Her ability to communicate with words is almost nonexistent.
Today she’s going to be given a bath.
I’m told she loves this, and that
Sister #4 and I are welcome to witness the event.
For the past hour caregivers have been preparing her–
removing her bedclothes, easing her onto huge soft towels,
rolling and shifting her inch by inch onto a padded bath trolley,
doing all they can to minimize pain and honor her body.
Finally, they slowly roll the trolley down the hall.
The hospice sauna room echoes with the sound of
feet, soft voices, and running water.
It takes a team to carry out this comforting
though strange and even unnerving ritual.
Mother is safely secured to the padded bath table and
then lowered slowly into the water.
Her eyes are wide open.
For a few moments she fixes her eyes on mine.
The table descends bit by bit.
How does she feel?
What is she thinking?
At first her eyes seem anxious.
Is she afraid?
The warm waters rise around her and the table stops descending.
Her face relaxes and she closes her eyes.
The team works gently, thoroughly, not in haste.
They focus on her, talk to her and handle her body with reverence.
My eyes brim with tears.
This woman who bathed me, my three sisters
and most of her grandbabies is being given a bath
by what appears to be a team of angels in celestial garments.

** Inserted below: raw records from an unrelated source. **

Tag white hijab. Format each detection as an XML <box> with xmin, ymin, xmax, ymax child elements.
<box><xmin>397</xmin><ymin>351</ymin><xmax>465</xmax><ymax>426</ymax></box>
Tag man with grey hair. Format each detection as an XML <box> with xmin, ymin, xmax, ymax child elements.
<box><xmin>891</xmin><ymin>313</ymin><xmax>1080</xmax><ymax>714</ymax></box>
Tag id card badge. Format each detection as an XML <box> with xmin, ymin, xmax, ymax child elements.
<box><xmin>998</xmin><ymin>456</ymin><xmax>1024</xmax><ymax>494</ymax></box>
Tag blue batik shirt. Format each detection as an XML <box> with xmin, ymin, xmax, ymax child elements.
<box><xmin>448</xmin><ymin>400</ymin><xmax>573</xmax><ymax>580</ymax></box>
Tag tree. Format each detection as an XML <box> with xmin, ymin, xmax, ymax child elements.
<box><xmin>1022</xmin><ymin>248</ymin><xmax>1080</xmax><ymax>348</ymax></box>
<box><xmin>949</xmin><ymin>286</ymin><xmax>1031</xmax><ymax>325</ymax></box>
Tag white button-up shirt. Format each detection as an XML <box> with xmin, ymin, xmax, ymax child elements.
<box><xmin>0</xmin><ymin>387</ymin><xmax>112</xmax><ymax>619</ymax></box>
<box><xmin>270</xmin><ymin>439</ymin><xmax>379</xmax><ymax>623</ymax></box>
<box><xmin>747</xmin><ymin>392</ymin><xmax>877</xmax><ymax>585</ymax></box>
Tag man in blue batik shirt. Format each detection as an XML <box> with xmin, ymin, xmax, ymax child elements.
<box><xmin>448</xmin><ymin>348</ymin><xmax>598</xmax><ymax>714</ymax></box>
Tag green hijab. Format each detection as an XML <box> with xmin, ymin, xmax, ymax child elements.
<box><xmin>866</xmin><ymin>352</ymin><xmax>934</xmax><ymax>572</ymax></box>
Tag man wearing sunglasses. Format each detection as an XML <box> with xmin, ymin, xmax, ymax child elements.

They finish their work and roll Mother back to her room.
Her bed has clean sheets.
Fresh bedclothes have been laid out.
Caregivers anoint her body with oil and lotion, turn her gently,
and comment on how clear and beautiful her skin is.
They finish clothing her, adjust the pillows to cradle her body,
pull up light covers and leave her to fall asleep.
* * *
Last Sunday I witnessed the immersion baptism of seven young people at my home church. I couldn’t help recalling this tender, even sacramental immersion just days before Mother’s death, and decided to share it with you.